Principle №3: Extend Relationships Beyond the C-Suite
To broaden FP&A’s reach, it’s increasingly important to cultivate and leverage collaborative relationships – beyond budget owners – with technology and data leaders throughout the enterprise. FP&A leaders need to take a new approach to relationship building and forge technology- and data-oriented relationships with senior management inside and outside the finance function. To do so, they should adjust the amount of time spent with various partners in their organisations. FP&A leaders should spend more time with the following roles for the reasons specified:
IT data architects
While finance leaders feel like they are doing the right things to succeed, new data from Gartner’s recent CxO-CIO Digital Leadership Survey indicates that fewer than 20% lead in a manner that will produce better results. The FP&A leaders must be responsible for resourcing tool co-creation teams that will work with IT data architects to build a new model for decision and planning support.
Technology vendors
99% of finance leaders said they would buy at least one Artificial Intelligence (AI)/Machine Learning (ML) capability from an external vendor. However, finance functions have historically struggled with this approach. 75% of finance buyers reported a high degree of regret from their digital technology purchases. Advanced technologies, like AI/ML-enabled planning software, require time to calibrate, and the use cases may change with the technology roadmap. These are not set-and-forget technologies, so continuous vendor engagement is required to avoid disappointment.

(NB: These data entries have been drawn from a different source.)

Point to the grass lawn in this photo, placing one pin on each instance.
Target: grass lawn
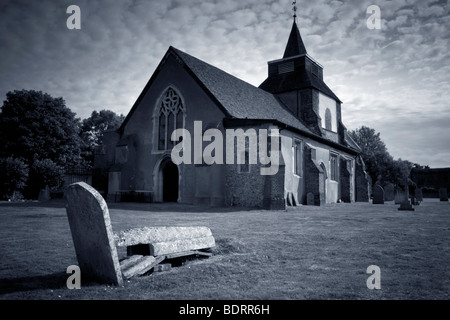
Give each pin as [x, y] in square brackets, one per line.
[301, 253]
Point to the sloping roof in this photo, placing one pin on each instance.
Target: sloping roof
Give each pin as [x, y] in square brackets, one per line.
[235, 97]
[240, 99]
[295, 44]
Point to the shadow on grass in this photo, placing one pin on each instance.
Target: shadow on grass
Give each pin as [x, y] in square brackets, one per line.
[52, 281]
[138, 206]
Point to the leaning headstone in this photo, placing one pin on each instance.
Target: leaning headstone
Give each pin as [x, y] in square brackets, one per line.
[92, 234]
[400, 196]
[310, 199]
[418, 194]
[44, 194]
[378, 195]
[443, 196]
[406, 206]
[389, 192]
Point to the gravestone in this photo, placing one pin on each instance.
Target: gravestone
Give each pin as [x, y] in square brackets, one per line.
[405, 205]
[418, 194]
[310, 199]
[378, 194]
[389, 192]
[400, 196]
[92, 234]
[44, 194]
[443, 196]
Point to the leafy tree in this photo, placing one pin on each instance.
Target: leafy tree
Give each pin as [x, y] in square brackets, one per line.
[13, 176]
[45, 173]
[36, 126]
[93, 128]
[374, 152]
[42, 132]
[380, 165]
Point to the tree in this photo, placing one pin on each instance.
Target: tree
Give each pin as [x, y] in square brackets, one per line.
[13, 177]
[36, 126]
[42, 132]
[380, 165]
[374, 152]
[93, 128]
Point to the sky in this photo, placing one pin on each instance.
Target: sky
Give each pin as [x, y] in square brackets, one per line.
[394, 79]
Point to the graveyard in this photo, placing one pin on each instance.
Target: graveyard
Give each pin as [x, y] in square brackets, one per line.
[301, 253]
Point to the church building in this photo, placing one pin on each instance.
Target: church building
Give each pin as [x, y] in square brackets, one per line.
[318, 162]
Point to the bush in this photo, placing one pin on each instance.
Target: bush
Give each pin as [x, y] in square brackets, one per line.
[13, 176]
[44, 173]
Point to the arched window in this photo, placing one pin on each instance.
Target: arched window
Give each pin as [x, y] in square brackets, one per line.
[170, 117]
[328, 124]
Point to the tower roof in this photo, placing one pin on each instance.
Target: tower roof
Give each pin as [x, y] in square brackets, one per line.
[295, 44]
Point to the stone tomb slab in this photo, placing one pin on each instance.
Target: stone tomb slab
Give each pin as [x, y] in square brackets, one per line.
[159, 241]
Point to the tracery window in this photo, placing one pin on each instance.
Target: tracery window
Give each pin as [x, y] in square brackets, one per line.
[328, 119]
[171, 117]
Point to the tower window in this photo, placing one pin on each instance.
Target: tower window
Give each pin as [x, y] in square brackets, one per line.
[334, 167]
[298, 158]
[328, 120]
[315, 70]
[286, 67]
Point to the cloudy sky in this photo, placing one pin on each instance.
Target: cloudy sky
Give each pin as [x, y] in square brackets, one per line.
[395, 79]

Controllers and other stewards of data
Spending more time on it helps us ensure there is a sufficient version of truth in financial information leaving the finance department. This approach will cultivate trust in financial information, increasing the likelihood that decision-makers will use FP&A insights.

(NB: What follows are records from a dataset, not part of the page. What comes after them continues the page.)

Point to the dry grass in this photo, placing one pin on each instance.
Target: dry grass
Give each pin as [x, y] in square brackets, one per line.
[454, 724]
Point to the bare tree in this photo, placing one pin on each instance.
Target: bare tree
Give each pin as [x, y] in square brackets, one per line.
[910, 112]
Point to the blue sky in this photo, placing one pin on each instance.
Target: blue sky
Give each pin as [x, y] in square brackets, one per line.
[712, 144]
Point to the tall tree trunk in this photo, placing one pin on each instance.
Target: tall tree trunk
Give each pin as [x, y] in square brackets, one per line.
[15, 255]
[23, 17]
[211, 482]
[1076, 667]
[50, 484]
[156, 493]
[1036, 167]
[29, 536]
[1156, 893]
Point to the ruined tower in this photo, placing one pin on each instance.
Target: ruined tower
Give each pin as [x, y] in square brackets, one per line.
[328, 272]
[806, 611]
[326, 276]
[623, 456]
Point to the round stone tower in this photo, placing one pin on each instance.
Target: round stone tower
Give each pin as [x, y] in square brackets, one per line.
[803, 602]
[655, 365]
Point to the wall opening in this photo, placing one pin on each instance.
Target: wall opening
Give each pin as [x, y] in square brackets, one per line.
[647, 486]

On the other hand, they should spend less time with business unit leaders, as the technology-first delivery model will sustainably address most of these decision-makers’ support needs. They should also spend less time with FP&A analysts because FP&A leaders will have less daily work related to managing reporting and analytics due to a greater digital emphasis.
How To Start Right
To get started, FP&A leaders can convene a working group to identify the business’s support needs that could benefit from technology and task tech experts to prototype and pilot decision support tools. A Gartner healthcare client piloted ML with one material, diagnostic-resistant problem area – identifying and tapping new and effective business drivers. The use of ML generated a 42% increase in a new office’s revenue over ten years, building momentum for additional ML projects.

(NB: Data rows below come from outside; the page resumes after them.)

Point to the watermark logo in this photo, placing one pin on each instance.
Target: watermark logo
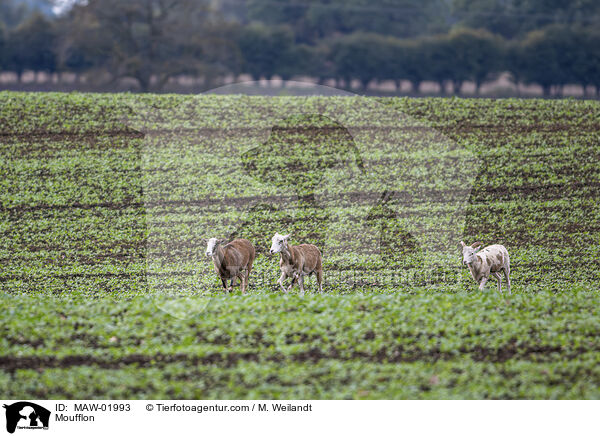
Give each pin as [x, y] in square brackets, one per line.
[25, 415]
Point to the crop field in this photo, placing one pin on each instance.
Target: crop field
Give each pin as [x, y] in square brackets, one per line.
[106, 291]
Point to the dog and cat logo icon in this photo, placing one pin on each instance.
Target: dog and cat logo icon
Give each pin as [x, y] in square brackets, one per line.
[26, 415]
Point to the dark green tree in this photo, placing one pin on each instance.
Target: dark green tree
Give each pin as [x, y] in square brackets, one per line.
[148, 40]
[32, 45]
[267, 50]
[477, 54]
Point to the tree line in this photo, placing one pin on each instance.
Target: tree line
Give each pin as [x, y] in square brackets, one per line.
[152, 41]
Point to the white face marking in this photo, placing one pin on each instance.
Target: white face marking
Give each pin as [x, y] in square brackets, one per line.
[211, 246]
[468, 255]
[278, 243]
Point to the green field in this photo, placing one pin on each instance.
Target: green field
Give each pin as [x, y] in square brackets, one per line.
[105, 291]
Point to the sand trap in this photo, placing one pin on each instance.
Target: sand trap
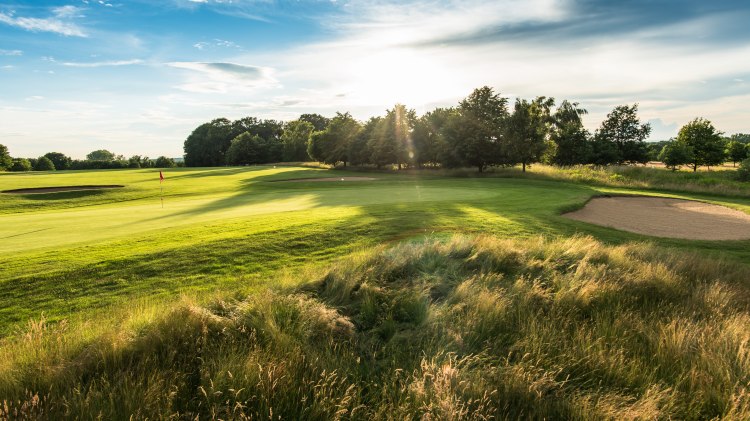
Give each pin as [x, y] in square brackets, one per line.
[308, 180]
[662, 217]
[38, 190]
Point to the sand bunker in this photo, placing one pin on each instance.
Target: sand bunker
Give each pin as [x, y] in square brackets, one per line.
[662, 217]
[38, 190]
[308, 180]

FP&A leaders can also incorporate objectives around digital skills development, a decision support tool delivery and improving decision-makers’ financial literacy into FP&A staff performance goals. Once, a Gartner client needed to account for rapid changes in the operating environment without slowing the speed of business by waiting for custom FP&A scenarios. Their FP&A leader and team placed KPI-based “guardrails” and preloaded recommendations into decision support tools for operating decisions that occur daily or weekly. As a result, the organisation optimised inventory levels, keeping the company aligned on a path of superior return on invested capital and profitability. This enabled the business to lower inventory while sales increased, making it an industry gold performance standard.
By making these functional changes to their vision, mindset, competencies and relationships, FP&A leaders can turn business planning and decision support into a source of organisational advantage, with better influence and results for the enterprise.